Optimizing the js1k site

2010-11-29

If you mention framesets to a random web developer he will probably laugh in your face. Well, he should anyways. Framesets are so Geocities era, and even they used iframes. However, for js1k I put myself in a corner I could only get out of using framesets. Whilst an acceptable solution, there is no doubt in my mind that tripling the requests for each demo on an already bad performing backend was not likely in the best interest of the site. The (true) slashdot effect knocked me down for about a week, although that's probably due to other things.

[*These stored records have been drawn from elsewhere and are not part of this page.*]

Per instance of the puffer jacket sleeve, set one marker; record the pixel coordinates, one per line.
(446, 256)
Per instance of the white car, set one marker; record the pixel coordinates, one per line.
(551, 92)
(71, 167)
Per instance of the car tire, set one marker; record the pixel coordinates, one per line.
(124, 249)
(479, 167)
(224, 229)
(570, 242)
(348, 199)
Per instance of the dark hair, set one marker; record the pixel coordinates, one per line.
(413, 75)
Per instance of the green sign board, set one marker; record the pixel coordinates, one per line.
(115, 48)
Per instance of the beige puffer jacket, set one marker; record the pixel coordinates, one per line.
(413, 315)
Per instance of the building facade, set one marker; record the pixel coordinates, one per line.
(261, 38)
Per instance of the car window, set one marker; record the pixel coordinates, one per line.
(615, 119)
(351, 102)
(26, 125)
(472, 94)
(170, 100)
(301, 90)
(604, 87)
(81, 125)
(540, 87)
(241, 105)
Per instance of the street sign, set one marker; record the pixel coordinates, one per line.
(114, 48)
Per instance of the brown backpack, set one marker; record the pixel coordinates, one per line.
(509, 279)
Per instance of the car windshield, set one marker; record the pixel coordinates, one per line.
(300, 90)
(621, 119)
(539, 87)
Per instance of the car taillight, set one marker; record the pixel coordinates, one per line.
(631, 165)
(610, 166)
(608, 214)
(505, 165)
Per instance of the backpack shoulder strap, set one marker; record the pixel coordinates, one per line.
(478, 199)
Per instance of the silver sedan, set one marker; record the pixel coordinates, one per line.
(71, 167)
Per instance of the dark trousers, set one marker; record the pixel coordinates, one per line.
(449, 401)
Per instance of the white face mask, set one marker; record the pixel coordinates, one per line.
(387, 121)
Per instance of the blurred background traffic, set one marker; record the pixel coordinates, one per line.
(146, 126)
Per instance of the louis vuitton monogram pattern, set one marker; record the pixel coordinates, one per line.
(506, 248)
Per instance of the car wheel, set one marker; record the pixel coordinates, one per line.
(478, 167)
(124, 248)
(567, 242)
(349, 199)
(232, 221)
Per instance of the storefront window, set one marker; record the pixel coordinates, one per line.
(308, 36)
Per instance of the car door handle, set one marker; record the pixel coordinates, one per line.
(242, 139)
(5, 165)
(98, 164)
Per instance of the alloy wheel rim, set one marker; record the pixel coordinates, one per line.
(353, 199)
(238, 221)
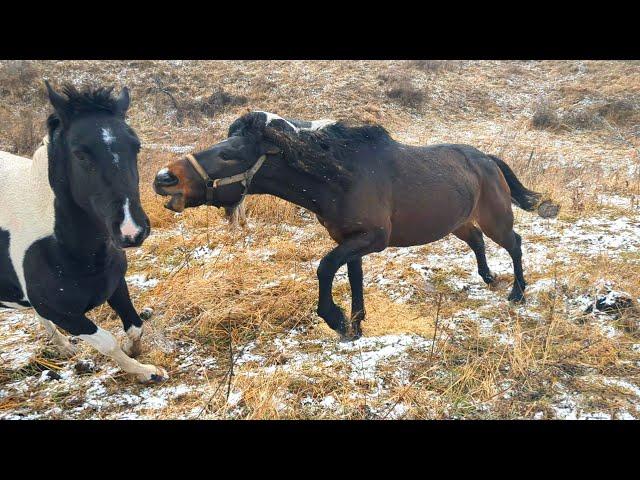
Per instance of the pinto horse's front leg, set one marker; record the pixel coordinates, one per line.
(121, 303)
(351, 250)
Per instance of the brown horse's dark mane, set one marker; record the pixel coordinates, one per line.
(326, 154)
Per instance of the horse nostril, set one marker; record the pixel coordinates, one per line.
(165, 178)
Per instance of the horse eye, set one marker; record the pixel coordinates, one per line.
(81, 155)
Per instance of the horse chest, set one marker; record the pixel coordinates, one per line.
(53, 281)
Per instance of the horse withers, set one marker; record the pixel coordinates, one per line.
(67, 214)
(368, 190)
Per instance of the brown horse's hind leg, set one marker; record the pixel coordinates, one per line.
(510, 241)
(472, 235)
(495, 218)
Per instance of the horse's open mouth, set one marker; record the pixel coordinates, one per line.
(175, 203)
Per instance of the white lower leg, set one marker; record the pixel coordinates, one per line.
(242, 214)
(133, 345)
(60, 340)
(106, 344)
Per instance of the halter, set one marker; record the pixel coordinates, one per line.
(211, 184)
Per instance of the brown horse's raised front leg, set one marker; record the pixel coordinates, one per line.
(350, 250)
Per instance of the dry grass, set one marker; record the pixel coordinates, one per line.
(235, 310)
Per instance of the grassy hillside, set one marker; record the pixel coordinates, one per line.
(234, 311)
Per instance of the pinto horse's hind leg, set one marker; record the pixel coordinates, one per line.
(65, 347)
(105, 343)
(472, 235)
(357, 295)
(352, 249)
(120, 301)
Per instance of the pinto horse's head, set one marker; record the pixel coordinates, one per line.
(93, 155)
(248, 140)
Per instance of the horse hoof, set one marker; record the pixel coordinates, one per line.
(132, 348)
(488, 278)
(155, 375)
(516, 297)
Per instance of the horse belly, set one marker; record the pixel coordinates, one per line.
(427, 218)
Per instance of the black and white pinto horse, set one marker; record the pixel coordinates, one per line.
(66, 216)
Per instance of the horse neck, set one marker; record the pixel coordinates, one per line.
(277, 178)
(81, 235)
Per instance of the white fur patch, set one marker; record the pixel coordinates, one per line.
(27, 211)
(134, 333)
(107, 136)
(102, 340)
(320, 124)
(273, 116)
(128, 228)
(108, 139)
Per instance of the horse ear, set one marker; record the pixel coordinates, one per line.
(122, 102)
(60, 104)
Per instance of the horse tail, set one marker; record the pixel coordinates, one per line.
(524, 198)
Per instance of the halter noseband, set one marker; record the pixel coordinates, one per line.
(211, 184)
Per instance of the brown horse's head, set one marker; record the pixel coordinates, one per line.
(248, 140)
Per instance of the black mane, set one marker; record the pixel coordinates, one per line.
(87, 100)
(326, 154)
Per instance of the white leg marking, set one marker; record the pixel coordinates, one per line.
(60, 340)
(106, 344)
(128, 228)
(133, 345)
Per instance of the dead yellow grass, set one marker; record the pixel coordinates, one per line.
(254, 286)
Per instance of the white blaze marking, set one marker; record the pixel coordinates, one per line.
(128, 228)
(107, 136)
(108, 139)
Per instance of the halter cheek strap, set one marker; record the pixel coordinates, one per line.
(210, 184)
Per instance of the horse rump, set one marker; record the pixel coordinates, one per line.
(524, 198)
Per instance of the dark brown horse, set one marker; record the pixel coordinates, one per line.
(369, 191)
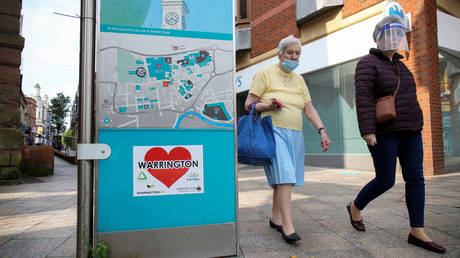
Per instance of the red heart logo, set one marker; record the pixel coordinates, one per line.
(168, 176)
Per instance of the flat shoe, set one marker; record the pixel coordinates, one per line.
(291, 238)
(278, 228)
(358, 224)
(432, 246)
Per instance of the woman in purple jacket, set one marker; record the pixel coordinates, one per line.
(377, 76)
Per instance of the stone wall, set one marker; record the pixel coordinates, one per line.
(37, 160)
(11, 45)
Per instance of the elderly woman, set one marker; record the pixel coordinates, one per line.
(379, 74)
(279, 92)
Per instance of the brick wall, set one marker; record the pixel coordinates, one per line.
(11, 44)
(424, 63)
(351, 7)
(272, 20)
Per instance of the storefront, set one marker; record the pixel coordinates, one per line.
(328, 66)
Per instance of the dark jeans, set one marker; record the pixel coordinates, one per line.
(408, 147)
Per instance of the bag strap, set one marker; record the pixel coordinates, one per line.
(399, 80)
(253, 110)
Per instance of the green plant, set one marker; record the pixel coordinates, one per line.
(100, 251)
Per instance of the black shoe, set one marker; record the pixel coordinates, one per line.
(432, 246)
(278, 228)
(291, 238)
(357, 224)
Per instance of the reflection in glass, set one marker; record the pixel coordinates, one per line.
(449, 66)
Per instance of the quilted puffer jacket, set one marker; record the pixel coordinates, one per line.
(376, 76)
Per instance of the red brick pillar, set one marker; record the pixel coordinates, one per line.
(423, 61)
(11, 44)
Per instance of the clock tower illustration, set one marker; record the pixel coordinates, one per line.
(174, 15)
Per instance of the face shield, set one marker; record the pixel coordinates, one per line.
(392, 37)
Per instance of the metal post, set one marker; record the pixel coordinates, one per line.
(86, 130)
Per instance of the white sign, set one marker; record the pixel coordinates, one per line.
(167, 170)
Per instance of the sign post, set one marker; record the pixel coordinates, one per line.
(165, 106)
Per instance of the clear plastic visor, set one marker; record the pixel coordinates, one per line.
(392, 37)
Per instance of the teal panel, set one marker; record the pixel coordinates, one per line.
(119, 210)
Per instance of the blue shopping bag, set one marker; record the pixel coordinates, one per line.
(256, 142)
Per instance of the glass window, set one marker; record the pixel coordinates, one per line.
(333, 94)
(449, 66)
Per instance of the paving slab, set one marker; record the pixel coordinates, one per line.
(38, 218)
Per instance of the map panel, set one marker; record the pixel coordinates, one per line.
(147, 81)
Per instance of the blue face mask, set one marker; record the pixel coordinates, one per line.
(290, 65)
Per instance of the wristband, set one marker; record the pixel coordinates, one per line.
(320, 129)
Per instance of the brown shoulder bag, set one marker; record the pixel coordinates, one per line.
(385, 109)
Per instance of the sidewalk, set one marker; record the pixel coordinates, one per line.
(38, 217)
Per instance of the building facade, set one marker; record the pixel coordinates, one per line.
(11, 45)
(334, 35)
(42, 110)
(30, 117)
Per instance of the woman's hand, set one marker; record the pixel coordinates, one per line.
(370, 139)
(325, 141)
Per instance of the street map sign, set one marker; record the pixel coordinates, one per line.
(155, 77)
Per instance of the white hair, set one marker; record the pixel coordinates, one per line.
(289, 40)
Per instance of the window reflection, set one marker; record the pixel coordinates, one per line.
(449, 66)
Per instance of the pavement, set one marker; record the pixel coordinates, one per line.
(38, 217)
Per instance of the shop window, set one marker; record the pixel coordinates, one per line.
(333, 94)
(449, 66)
(243, 11)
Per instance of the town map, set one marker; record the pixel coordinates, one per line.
(181, 84)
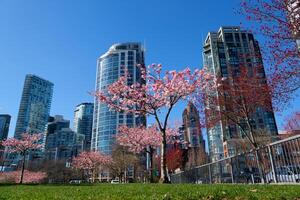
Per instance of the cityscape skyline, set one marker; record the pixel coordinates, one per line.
(10, 101)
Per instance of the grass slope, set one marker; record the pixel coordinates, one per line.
(149, 191)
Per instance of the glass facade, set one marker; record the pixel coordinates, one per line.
(110, 67)
(222, 53)
(83, 121)
(4, 126)
(35, 105)
(61, 142)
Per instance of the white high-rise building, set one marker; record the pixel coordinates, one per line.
(110, 66)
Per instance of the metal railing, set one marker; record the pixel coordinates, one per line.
(274, 163)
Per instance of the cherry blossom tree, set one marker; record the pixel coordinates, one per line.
(279, 22)
(29, 177)
(27, 143)
(91, 161)
(292, 122)
(156, 98)
(174, 158)
(141, 139)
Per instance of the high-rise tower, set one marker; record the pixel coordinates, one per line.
(35, 105)
(83, 122)
(226, 51)
(110, 66)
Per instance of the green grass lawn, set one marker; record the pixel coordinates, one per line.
(149, 191)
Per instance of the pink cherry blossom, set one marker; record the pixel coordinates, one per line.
(27, 143)
(160, 93)
(91, 161)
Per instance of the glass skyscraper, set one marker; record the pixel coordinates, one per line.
(4, 127)
(221, 54)
(83, 122)
(110, 67)
(35, 105)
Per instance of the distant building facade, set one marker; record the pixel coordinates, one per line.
(4, 128)
(221, 54)
(83, 122)
(61, 142)
(110, 66)
(35, 106)
(196, 154)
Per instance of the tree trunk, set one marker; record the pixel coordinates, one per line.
(23, 168)
(163, 161)
(151, 164)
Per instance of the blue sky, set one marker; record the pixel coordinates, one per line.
(60, 40)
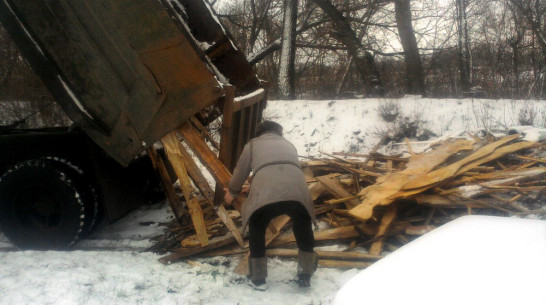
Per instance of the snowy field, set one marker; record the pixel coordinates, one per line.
(110, 267)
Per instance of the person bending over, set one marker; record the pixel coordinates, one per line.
(278, 187)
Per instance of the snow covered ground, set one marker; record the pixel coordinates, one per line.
(110, 267)
(471, 260)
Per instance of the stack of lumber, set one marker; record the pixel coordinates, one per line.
(369, 203)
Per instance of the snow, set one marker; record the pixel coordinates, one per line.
(471, 260)
(356, 125)
(127, 277)
(110, 267)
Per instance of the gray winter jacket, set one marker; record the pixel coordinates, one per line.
(277, 175)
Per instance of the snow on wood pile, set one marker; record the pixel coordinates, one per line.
(371, 202)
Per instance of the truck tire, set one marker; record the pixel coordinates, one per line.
(88, 191)
(41, 206)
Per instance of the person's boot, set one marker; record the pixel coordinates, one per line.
(307, 264)
(257, 267)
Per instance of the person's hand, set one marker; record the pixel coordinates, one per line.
(228, 198)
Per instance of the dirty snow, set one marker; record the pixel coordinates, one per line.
(110, 267)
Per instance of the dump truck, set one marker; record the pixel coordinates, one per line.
(126, 73)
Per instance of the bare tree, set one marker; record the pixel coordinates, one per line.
(415, 78)
(364, 60)
(288, 51)
(465, 60)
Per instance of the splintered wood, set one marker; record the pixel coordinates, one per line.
(365, 203)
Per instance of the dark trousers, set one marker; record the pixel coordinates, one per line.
(260, 219)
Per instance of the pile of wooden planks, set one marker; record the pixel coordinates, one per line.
(366, 203)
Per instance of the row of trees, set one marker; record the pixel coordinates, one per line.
(343, 48)
(327, 48)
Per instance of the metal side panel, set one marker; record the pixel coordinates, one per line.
(125, 64)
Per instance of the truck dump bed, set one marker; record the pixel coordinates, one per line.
(128, 71)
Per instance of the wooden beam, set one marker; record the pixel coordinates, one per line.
(209, 159)
(172, 198)
(327, 263)
(387, 220)
(329, 234)
(273, 230)
(181, 253)
(226, 131)
(242, 102)
(337, 190)
(171, 144)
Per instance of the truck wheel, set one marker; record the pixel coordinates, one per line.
(88, 191)
(41, 206)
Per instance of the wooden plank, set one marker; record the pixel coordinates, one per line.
(193, 138)
(181, 253)
(317, 190)
(337, 190)
(324, 254)
(171, 147)
(255, 97)
(419, 230)
(184, 160)
(460, 166)
(209, 159)
(273, 230)
(329, 234)
(384, 190)
(226, 132)
(327, 263)
(172, 198)
(387, 220)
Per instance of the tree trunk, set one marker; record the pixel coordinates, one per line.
(464, 50)
(364, 60)
(288, 51)
(414, 68)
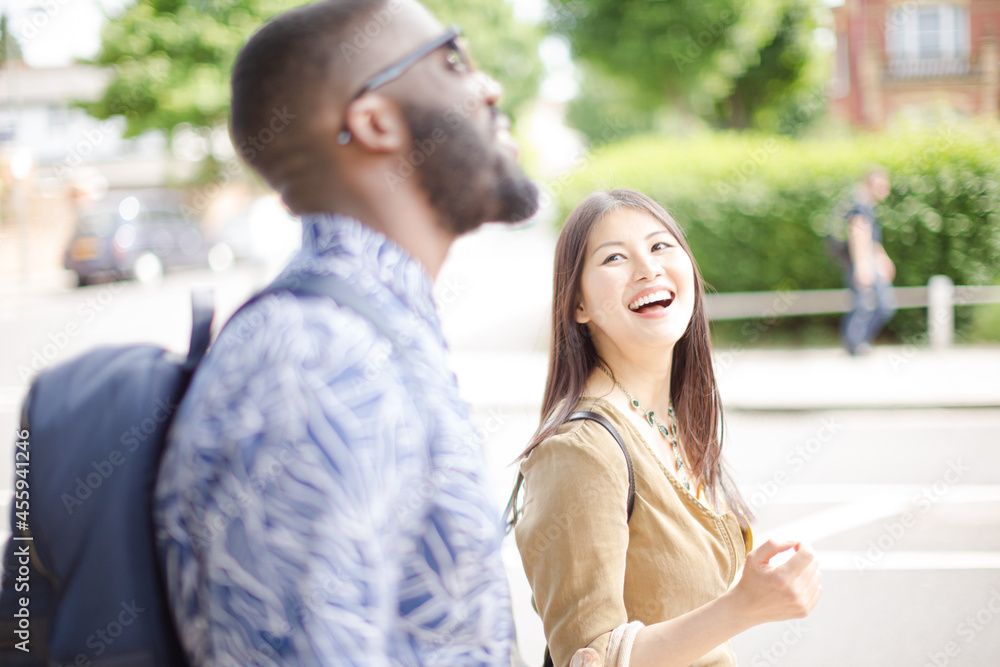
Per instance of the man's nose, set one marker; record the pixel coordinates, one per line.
(491, 89)
(646, 266)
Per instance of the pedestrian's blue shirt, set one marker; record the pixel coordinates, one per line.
(323, 501)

This is a long article. TL;DR? I've added a note on how to get the frames of a frameset inline in the frameset document, reducing the number of requests for such page to one request rather than three. This article will go into detail on what steps I've taken to optimize the js1k.com website.

So when I redesigned (technically) the js1k site I wanted to take its history into account and go for optimization and caching. There were a few easy wins to make here.

First of all, every request was talking to my database to gather stats. Whilst this gave me great insight into traffic to the site, it put a large burden on the database. Being shared hosting, it's already not something to be considered very stable anyways and tripling the request for each demo probably was the last straw in more than one occasion. First win; use analytics.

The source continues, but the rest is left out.